I have a feeling most of these questions are related, since all seem to come down to deriving a contradiction by considering the field extension as a vector space over the base field. If someone could shed some light into this basic concept I would be immeasurably grateful and significantly more prepared to tackle the more complicated Galois theory that is coming my way.
Cheers,
Flabbergasted in Fields
The basic answer to all three questions is that, at this stage in your learning process, you try to write down a general factorisation or expression of an element in terms of basis elements of the field, and derive a contradiction, exactly like you said. There are a couple of points/caveats that are worth mentioning:
Re 1st question: for polynomials of degree greater than 3, reducible is not the same as having a zero over the field. You may have to write down general factorisations into factors of various different degrees. E.g. if your polynomial is of degree 4, you have to show that it has no root and that it doesn't factor into two quadratics over your field.

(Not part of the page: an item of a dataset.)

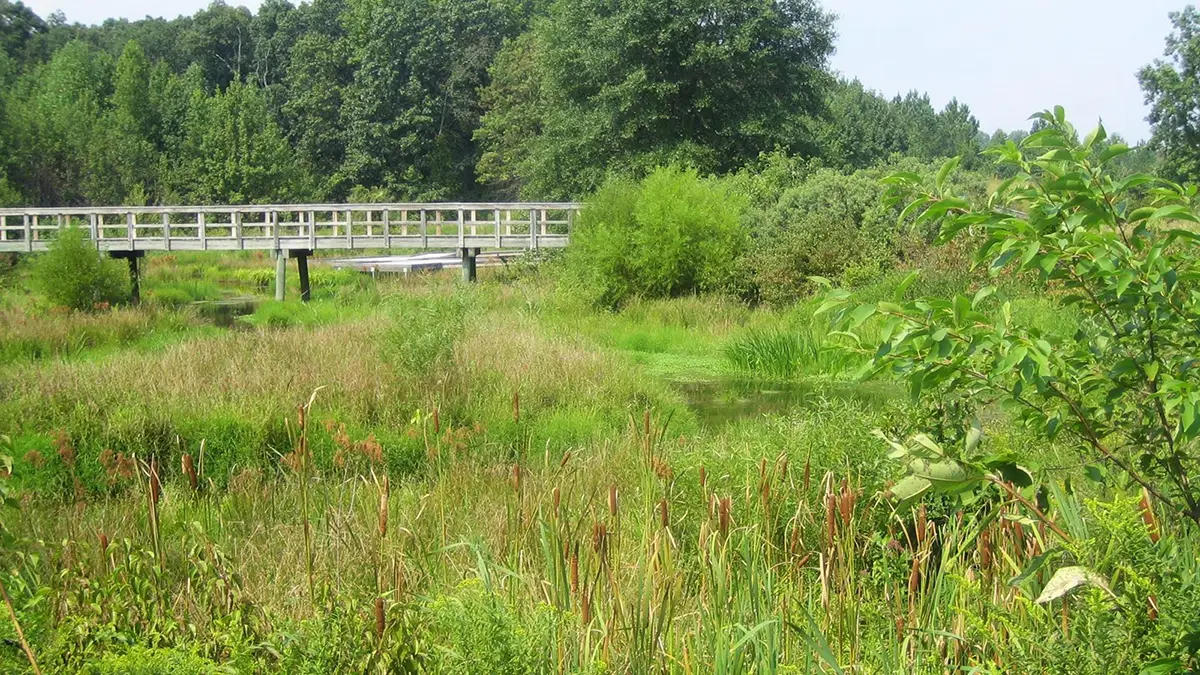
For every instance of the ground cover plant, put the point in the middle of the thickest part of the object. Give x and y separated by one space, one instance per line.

There is an Eisenstein Criterion over arbitrary number fields, but you don't yet have the language/background knowledge to state it.
Sometimes, proving that an element is not in a given field $K$ can be simpler: first you find its minimal polynomial over $\mathbb{Q}$, e.g. by first writing down some polynomial that kills the element, then factorising it and determining which of the irreducible factors kills the element. Now, you know that adjoining this one element to $\mathbb{Q}$ produces an extension of degree equal to the degree of its minimal polynomial, $d$, say. If you get lucky, $d$ will not divide the degree of $K$ over $\mathbb{Q}$, so the element cannot be in $K$ by the tower law. Alternatively, you may find that there are not many subfields of $K$ of degree $d$, so you have to prove that adjoining your element gives you neither of those.
Later, you will have more ways to prove that two fields (such as $\mathbb{Q}(\sqrt{3})$ and $\mathbb{Q}(\sqrt{5})$) are not equal, using their ramification properties, as one comment notes. For now, you can either solve the obvious equation that you have written down, or use tricks like the following: you basically want to prove that $\mathbb{Q}(\sqrt{3})$ is not the same as $\mathbb{Q}(\sqrt{3},\sqrt{5})$. So you will be done if you can find an element of $\mathbb{Q}(\sqrt{3},\sqrt{5})$ with minimal polynomial of degree 4. Do you have a guess which element to try?